「小原古邨」展
2019年2月1日〜3月24日
太田記念美術館

小原古邨(1877〜1945)。
花鳥画を中心とする日本画家として経歴をスタートする。
明治38年、活動の場を版画に求める。同年から明治45年まで、松木平吉(大黒屋)および秋元武右衛門(滑稽堂)の元から、花鳥画を中心とする木版画を刊行する。
本展の第1章は、この時期の作品に当てられる。
国内向けというよりは、海外からの観光客向けに制作された木版画。
古邨は、絹本に肉筆で画稿を描く。それを湿板写真で撮影したものを版下にしたとされる。
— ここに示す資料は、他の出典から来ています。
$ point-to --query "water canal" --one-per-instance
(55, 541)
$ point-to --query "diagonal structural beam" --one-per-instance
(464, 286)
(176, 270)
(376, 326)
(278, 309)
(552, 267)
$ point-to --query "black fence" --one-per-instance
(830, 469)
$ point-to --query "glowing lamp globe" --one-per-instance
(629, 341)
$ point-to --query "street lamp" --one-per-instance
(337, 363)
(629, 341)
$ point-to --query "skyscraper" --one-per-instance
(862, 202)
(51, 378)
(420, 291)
画稿は1枚の絵としてそのまま鑑賞できるもので、完成した木版画と比べても印象がほとんど変わらない。古邨の日本画の淡い色彩をそのまま再現する、彫師・摺師の高い技術力によるものである。
明治45年、版画衰退の時勢、高い技術を継承し良質な版画を作り続けることで生き残りをかけてきた松木平吉および秋元武右衛門も、版画事業が滞るようになる。古邨は画号を祥邨に改め、肉筆画制作に専念するようになったとされる。
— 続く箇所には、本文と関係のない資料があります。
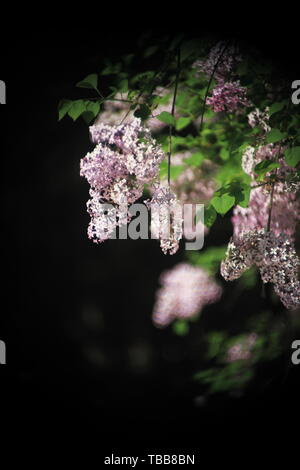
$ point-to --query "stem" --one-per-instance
(209, 83)
(271, 196)
(173, 113)
(271, 206)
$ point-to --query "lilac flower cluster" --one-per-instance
(285, 212)
(285, 205)
(125, 157)
(274, 255)
(228, 96)
(185, 291)
(166, 219)
(260, 119)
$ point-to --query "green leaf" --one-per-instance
(241, 192)
(93, 107)
(175, 170)
(182, 122)
(224, 153)
(210, 216)
(181, 327)
(87, 116)
(276, 107)
(223, 202)
(195, 160)
(63, 108)
(123, 86)
(265, 167)
(91, 112)
(292, 156)
(166, 117)
(143, 112)
(91, 81)
(78, 107)
(275, 135)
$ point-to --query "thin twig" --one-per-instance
(173, 113)
(209, 83)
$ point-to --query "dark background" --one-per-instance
(75, 316)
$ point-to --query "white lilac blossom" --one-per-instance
(166, 219)
(124, 159)
(242, 350)
(229, 97)
(260, 119)
(285, 205)
(274, 255)
(184, 292)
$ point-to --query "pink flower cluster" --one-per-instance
(185, 291)
(285, 205)
(243, 349)
(274, 255)
(228, 96)
(166, 219)
(260, 119)
(125, 157)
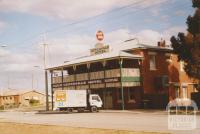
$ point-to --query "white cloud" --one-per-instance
(180, 13)
(2, 25)
(69, 9)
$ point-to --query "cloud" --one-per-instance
(180, 13)
(69, 9)
(2, 25)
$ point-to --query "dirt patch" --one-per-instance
(17, 128)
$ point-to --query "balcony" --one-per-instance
(127, 74)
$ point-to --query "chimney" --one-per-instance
(159, 44)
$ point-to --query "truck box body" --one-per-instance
(70, 98)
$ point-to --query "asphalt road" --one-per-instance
(153, 121)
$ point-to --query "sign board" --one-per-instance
(99, 35)
(99, 50)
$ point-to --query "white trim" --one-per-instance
(152, 53)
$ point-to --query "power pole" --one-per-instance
(46, 79)
(46, 75)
昭和元年、再び版画制作に取り組む。新版画である。渡邊庄三郎(渡邊版画店)から花鳥画を中心とする新版画を刊行する。同時期には豊邨落款にて酒井好古堂・川口商会(共同)からも版画を刊行している。
本展の第2章はこの時期に充てられる。
木版画にしか表現できない味わいを追求した新版画。古邨は、以前と異なって絹本ではなく紙本で下絵を制作している。下絵/試刷と完成作を比べると、構図は変わらないとしても、反転していたり、色彩を大胆に変えたり、ぼかしなど摺りの具合を変えたりしていて、全く異なる印象を受けるものが多い。変更は渡邊庄三郎の判断によるものという。華やかな色彩だが、決して派手すぎることなく、どこかすっきりとして、モダンな趣きを感じさせる古邨の新版画。当時、海外のさまざまな国で新版画の展覧会が開催されていて、古邨の作品も広く好評を得たという。
海外では評価されていながらも、日本では知られざる存在であった古邨。昨年の茅ヶ崎市美術館での回顧展以降注目されるようになってきている。
本展の展示点数は、前期(〜2/24)と後期(3/1〜)を合計して約150点。前期と後期で全点展示替えとなる。第1章の作品数が多く、第2章の作品数は少なめ。下絵や試刷も少しながら展示されていて、完成作との比較ができる。
と、会場内解説をもとに古邨について記載させていただいた。
「かつて有名であったにもかかわらず、忘れ去られてしまった絵師」の画業を紹介する初めての(または、何十年ぶり、など久々感・再評価感を強調する)回顧展は、私の好みからは外れていてあまり楽しめないことがこれまでしばしばあったのでそれほど期待していなかったが、この「海外では評価されていながらも、日本では知られざる存在であった絵師」の回顧展は、そのとおりの結果となる。
ただ、当時の彫師・摺師の高度な技術力には感心する。